Anehnya, kepala daerah seperti itu bisa mencalonkan kembali dan bahkan terpilih kembali untuk periode ke dua. Namun, pada periode kedua juga tidak ada mekanisme “pengujian” keberhasilan yang diwujudkan oleh kepala daerah tersebut. Dengan kata lain, daerah itu tidak maju seluruhnya, sehingga satu-satunya cara agar maju dan sejahtera daerah tersebut harus dimekarkan. Dalam hal ini, tidak ada alasan rasionalitas sama sekali jika daerah yang belum maju justeru harus dimekarkan tanpa meminta pertanggungjawaban kepala daerah yang sudah memimpin daerah tersebut sekian lama.

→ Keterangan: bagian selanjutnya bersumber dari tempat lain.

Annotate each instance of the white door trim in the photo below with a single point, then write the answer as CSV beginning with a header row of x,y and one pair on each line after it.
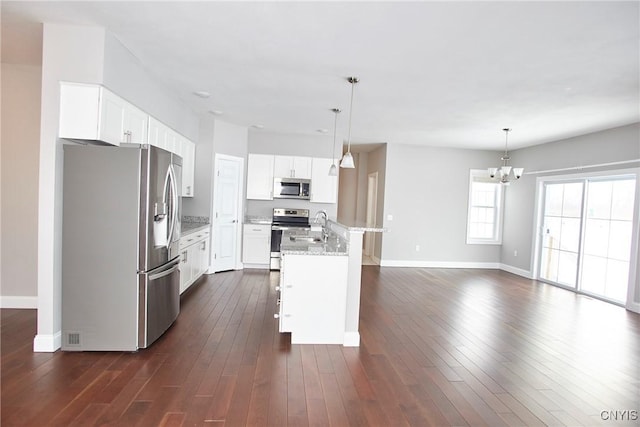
x,y
372,205
240,208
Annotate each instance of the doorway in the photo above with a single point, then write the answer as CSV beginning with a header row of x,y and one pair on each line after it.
x,y
372,204
587,225
227,205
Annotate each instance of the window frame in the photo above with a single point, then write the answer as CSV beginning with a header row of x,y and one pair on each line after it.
x,y
482,176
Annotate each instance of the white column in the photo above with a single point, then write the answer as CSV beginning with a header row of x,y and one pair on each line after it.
x,y
73,54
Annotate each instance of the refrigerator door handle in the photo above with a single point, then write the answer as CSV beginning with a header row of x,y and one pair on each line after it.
x,y
174,203
174,266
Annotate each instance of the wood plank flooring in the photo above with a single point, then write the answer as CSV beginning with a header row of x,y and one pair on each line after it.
x,y
439,348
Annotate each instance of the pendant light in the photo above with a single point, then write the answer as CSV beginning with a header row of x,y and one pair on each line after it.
x,y
504,171
347,159
333,170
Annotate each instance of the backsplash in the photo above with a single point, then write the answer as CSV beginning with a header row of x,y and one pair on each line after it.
x,y
196,219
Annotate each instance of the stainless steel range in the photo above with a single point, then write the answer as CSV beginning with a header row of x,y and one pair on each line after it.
x,y
285,219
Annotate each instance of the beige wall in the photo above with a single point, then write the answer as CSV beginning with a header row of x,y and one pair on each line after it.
x,y
20,119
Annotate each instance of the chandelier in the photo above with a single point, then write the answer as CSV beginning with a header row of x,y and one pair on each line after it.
x,y
504,172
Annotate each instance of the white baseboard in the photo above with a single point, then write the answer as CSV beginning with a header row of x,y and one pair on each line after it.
x,y
634,306
47,343
257,266
18,302
517,271
439,264
351,339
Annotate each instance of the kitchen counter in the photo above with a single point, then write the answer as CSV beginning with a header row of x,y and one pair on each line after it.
x,y
193,227
262,220
335,245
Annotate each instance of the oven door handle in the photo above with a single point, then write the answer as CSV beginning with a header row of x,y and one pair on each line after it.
x,y
287,227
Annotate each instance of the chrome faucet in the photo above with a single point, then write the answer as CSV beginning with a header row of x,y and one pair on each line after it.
x,y
322,213
325,232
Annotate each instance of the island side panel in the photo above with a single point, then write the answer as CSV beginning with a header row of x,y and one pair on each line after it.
x,y
352,321
314,298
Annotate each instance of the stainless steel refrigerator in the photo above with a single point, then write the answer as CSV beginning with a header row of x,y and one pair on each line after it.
x,y
120,254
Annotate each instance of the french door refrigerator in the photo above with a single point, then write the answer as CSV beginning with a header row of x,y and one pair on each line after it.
x,y
120,253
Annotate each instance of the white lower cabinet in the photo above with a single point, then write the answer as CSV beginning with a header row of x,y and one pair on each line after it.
x,y
313,298
194,257
256,245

Kedua, Pemekaran Daerah Modus Pencarian Jabatan

Persoalan lain yang perlu digarisbawahi adalah pemekaran daerah biasa dijadikan ajang pembentukan “lowongan jabatan” atau “lowongan kerja”. Banyak para inisiator dalam pemekaran DOB yang kemudian justeru menjadi kepala daerah, wakil kepala daerah, anggota DPRD, dan lain-lain. Dengan kata lain, persoalan pemekaran bukan hanya semata-mata untuk tujuan memajukan daerah atau mensejahterakan masyarakat, tetapi juga untuk memajukan diri sendiri dengan jabatan-jabatan di DOB tersebut.

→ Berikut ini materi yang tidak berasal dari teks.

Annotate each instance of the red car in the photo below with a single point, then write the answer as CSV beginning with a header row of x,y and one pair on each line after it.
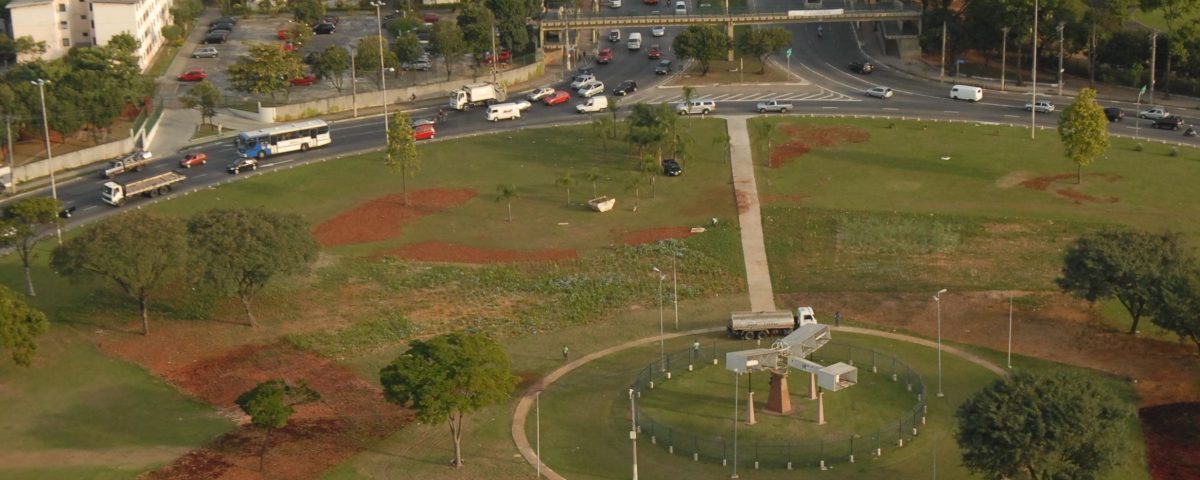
x,y
558,96
192,160
193,75
424,132
309,79
505,55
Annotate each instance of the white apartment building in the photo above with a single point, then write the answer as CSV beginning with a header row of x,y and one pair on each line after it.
x,y
63,24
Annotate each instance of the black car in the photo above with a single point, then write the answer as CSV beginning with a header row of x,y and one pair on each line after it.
x,y
1114,114
1169,123
625,88
216,37
671,168
664,67
863,67
243,165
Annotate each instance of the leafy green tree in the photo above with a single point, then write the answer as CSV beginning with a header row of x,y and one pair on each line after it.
x,y
1042,426
402,155
239,251
1121,264
331,64
448,41
25,222
307,11
138,252
270,405
702,43
1084,130
19,327
448,377
267,70
203,97
761,43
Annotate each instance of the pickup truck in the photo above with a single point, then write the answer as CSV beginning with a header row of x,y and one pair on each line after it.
x,y
773,106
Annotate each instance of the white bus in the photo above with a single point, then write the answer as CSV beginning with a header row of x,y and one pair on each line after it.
x,y
283,138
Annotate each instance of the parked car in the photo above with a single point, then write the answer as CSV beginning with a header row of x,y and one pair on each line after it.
x,y
193,75
424,132
1169,123
309,79
625,88
1114,114
1153,113
880,93
863,67
664,67
558,96
671,168
539,94
205,53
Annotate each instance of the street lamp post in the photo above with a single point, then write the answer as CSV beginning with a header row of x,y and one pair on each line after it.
x,y
49,155
937,298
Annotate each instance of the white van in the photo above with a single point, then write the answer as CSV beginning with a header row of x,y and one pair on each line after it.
x,y
971,94
597,103
635,41
503,112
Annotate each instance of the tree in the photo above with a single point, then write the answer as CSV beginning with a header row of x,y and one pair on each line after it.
x,y
267,244
1123,264
402,154
761,43
567,181
19,327
138,252
448,41
448,377
702,43
1175,306
267,70
25,222
1084,130
1041,426
331,64
507,192
270,405
203,97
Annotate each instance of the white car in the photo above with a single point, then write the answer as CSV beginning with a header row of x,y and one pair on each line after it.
x,y
539,94
1042,106
592,89
880,93
582,81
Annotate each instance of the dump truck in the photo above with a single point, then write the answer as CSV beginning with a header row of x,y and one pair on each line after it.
x,y
115,193
475,94
132,162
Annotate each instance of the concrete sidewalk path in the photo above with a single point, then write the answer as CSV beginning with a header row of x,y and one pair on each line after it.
x,y
754,250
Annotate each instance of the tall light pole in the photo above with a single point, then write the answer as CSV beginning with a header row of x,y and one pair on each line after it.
x,y
1060,28
661,334
383,77
633,429
937,298
49,156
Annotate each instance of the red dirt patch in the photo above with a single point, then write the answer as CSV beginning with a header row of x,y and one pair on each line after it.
x,y
437,251
383,217
803,138
655,234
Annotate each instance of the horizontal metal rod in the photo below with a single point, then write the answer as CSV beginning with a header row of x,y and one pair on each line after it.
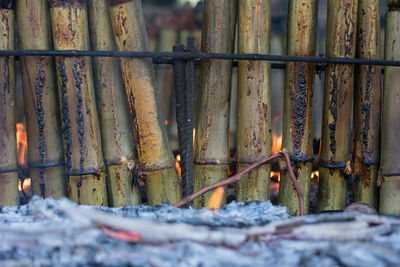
x,y
200,55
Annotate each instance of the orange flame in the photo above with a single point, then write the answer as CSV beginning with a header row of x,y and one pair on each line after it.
x,y
22,148
177,165
22,143
216,198
26,185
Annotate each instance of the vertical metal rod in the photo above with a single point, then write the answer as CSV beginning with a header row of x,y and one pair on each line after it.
x,y
189,117
180,86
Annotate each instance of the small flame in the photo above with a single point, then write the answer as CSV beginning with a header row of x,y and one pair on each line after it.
x,y
216,199
26,185
177,164
22,148
22,144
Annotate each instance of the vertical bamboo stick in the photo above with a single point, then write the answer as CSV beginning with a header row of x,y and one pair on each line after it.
x,y
389,173
8,152
335,143
82,146
45,150
254,99
367,98
211,152
116,129
297,116
155,156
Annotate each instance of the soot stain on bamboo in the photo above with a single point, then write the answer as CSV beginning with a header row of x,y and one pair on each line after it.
x,y
298,98
40,82
6,84
67,3
333,111
66,119
80,120
349,31
366,112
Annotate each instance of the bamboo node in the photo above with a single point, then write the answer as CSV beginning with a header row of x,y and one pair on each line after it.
x,y
347,168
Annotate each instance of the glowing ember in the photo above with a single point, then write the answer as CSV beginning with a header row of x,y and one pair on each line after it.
x,y
216,198
177,165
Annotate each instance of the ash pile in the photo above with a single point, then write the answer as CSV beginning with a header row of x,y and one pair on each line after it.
x,y
61,233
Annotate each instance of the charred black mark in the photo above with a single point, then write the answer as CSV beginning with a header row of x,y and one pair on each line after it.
x,y
298,97
366,110
349,31
40,82
333,111
66,120
80,120
6,84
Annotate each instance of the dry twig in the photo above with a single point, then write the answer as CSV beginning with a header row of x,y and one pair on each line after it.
x,y
235,178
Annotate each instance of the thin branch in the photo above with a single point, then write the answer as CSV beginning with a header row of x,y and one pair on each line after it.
x,y
235,178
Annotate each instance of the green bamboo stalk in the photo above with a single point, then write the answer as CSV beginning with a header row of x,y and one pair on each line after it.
x,y
211,151
83,152
254,100
297,116
156,160
116,129
45,150
335,143
8,152
389,173
367,98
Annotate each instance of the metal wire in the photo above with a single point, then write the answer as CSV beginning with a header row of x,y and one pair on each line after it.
x,y
166,56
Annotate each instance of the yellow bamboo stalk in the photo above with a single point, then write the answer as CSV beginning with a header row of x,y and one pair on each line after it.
x,y
155,157
297,116
389,172
82,146
116,129
211,149
254,100
45,150
367,98
8,151
335,143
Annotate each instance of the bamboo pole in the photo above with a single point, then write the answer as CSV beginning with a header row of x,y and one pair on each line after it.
x,y
155,157
367,98
297,116
8,151
82,146
45,150
335,143
254,100
389,173
116,129
211,151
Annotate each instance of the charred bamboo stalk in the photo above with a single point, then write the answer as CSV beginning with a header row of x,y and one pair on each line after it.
x,y
254,100
81,133
116,129
297,116
336,124
8,152
389,173
156,160
367,98
45,150
211,151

Setiap orang memang memiliki hak untuk maju, mendapatkan jabatan, memperoleh pekerjaan, dan lain-lain karena sudah diatur dalam ketentuan peraturan perundang-undangan. Namun, jika pemekaran daerah karena adanya kepentingan pribadi yang terselubung dengan mengatasnamakan rakyat agar maju, sejahtera, dan lain-lain, tentu hal itu tidak dapat dibenarkan secara moral. Kepentingan rakyat di situ hanya dijadikan modus dan alasan agar tujuan pribadinya tercapai untuk memperoleh jabatan.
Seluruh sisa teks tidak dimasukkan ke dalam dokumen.